SPRINGFIELD, Mass. (WWLP) – Senator Edward Markey held a news conference in Springfield to announce new legislation to help reduce climate change in health care centers.

Senator Edward Markey, author of the Green New Deal for Health, and Congresswoman Pramila Jayapal announced the introduction of the Granting Resources for Eliminating Emissions Now in (GREEN) Hospitals Act. The new legislation would provide $105 billion to revive a New Deal-era program to modernize and weatherize health facilities in order to reduce emissions, protect public health, and ensure that more Americans have access to health care before, during, and after climate disasters and extreme weather events.

Senator Markey is the chair of the Senate Health, Education, Labor, and Pensions Subcommittee on Primary Health and Retirement Security and chair of the Senate Environment and Public Works Subcommittee on Clean Air, Climate, and Nuclear Safety.
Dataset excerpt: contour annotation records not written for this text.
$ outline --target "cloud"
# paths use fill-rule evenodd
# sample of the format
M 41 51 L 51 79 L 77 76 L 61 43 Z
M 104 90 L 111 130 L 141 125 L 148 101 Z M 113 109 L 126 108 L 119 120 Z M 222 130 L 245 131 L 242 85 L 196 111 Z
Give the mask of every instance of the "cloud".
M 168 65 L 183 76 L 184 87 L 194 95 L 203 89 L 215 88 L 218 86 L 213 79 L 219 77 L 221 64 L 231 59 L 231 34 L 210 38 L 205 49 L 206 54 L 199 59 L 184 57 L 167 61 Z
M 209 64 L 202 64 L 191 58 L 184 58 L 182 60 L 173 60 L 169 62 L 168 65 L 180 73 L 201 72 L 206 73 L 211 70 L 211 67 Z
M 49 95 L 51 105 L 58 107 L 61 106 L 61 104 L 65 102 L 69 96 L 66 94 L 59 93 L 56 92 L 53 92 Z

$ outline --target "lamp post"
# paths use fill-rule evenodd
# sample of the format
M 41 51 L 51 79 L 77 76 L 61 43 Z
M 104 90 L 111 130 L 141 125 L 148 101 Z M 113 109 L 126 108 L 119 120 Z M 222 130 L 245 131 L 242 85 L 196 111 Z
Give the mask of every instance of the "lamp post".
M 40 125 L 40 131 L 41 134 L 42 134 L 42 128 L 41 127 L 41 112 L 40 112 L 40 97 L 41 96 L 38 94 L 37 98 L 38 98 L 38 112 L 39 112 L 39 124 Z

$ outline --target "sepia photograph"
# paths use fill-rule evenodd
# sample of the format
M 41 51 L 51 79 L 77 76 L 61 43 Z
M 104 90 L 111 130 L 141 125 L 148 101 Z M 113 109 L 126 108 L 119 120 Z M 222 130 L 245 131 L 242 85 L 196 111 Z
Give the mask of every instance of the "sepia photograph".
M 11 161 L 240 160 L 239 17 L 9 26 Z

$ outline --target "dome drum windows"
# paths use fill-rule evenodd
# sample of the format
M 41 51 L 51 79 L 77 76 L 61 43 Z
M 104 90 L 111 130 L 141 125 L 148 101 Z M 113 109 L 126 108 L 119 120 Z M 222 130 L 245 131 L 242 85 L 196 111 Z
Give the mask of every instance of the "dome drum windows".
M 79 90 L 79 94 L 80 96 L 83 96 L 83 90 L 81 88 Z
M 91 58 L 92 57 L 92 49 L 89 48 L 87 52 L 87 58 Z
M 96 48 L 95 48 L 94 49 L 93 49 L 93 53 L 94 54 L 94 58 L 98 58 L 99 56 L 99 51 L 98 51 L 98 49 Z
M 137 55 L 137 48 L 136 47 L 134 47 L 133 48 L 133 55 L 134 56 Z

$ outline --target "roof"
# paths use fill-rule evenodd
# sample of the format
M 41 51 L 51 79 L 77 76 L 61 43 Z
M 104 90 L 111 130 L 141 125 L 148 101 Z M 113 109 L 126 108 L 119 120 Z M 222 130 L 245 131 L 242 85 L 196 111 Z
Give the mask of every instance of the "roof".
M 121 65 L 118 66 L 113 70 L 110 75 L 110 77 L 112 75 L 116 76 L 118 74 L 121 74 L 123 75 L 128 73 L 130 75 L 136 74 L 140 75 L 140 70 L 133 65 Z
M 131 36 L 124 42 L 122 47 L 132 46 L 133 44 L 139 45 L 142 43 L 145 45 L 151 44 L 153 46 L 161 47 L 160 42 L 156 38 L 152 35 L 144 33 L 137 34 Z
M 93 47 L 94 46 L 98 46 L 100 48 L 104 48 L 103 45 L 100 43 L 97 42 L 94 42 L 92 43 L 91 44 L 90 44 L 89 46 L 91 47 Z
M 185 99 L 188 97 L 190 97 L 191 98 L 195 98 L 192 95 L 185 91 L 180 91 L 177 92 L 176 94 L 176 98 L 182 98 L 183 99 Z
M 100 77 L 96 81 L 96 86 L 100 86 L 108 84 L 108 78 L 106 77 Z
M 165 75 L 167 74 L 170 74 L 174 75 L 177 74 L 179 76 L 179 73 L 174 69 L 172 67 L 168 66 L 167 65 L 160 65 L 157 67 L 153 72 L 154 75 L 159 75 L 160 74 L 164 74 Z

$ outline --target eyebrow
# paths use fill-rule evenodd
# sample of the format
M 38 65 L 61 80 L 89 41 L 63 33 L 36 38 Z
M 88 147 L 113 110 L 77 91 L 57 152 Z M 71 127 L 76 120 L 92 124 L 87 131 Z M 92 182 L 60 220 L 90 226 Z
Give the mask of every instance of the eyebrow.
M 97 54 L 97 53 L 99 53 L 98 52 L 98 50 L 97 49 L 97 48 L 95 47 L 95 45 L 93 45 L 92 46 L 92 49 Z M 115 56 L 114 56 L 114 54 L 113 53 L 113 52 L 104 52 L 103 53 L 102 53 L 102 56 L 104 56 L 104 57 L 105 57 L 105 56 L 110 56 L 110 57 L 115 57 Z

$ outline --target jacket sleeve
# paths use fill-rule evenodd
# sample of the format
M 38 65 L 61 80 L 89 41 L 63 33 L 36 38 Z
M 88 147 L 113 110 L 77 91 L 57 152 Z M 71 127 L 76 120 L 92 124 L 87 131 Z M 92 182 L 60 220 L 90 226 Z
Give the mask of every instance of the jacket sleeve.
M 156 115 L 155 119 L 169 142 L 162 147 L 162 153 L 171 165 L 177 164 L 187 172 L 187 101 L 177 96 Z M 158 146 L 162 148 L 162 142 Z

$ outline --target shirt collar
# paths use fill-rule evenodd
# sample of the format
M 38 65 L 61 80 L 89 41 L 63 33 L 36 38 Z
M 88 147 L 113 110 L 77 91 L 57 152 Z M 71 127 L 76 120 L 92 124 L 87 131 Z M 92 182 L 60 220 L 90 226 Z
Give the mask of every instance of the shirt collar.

“Hospitals are already history’s great defenders in the face of pain, and illness have now had to join the frontlines of the climate crisis. It is only going to get worse. What we are seeing is a preview of coming calamities,” said Senator Markey.

“As hospitals across America provide critical lifesaving care every day, we must ensure they are able to operate under severe weather conditions that have become far too prevalent due to the climate crisis,” said Congresswoman Jayapal. “This legislation would give hospitals the funding and resources they need to increase capacity, be more resilient in the face of public health crises and climate disasters, and reduce their environmental footprints. I’m so proud to join Senator Markey in introducing this bill to safeguard our nation’s collective health while protecting our planet for future generations.”

The GREEN Hospitals Act would:

  • Invest $100 billion into revive the Hill-Burton grant program to fund capital projects that increase capacity to provide essential health care and update facilities to become more resilient to climate disasters and public health crises.
    • In exchange for Hill-Burton funding, medical facilities commit to a community service obligation to provide a specific amount of free or below-cost health care services to qualified individuals unable to pay.
    • Grants include labor protections to ensure a prevailing wage, adequate staffing, and organizing protections.
  • Invest $5 billion into planning grants to fund pre-development planning needs, such as community assessments and engineering evaluations, so sustainability and resiliency projects for medical facilities meet the needs of the surrounding communities and patient populations.
    • The program prioritizes facilities that have a majority Medicaid and Medicare payer mix or have a high proportion of patients that are uninsured and serve patients that experience low air quality, lack green space, bear higher cumulative pollution burdens, or are at high risk of experiencing the adverse effects of climate change.
    • Grants include labor protections to ensure a prevailing wage, and organizing protections.
    • Half of these funds are designated for use in environmental justice communities.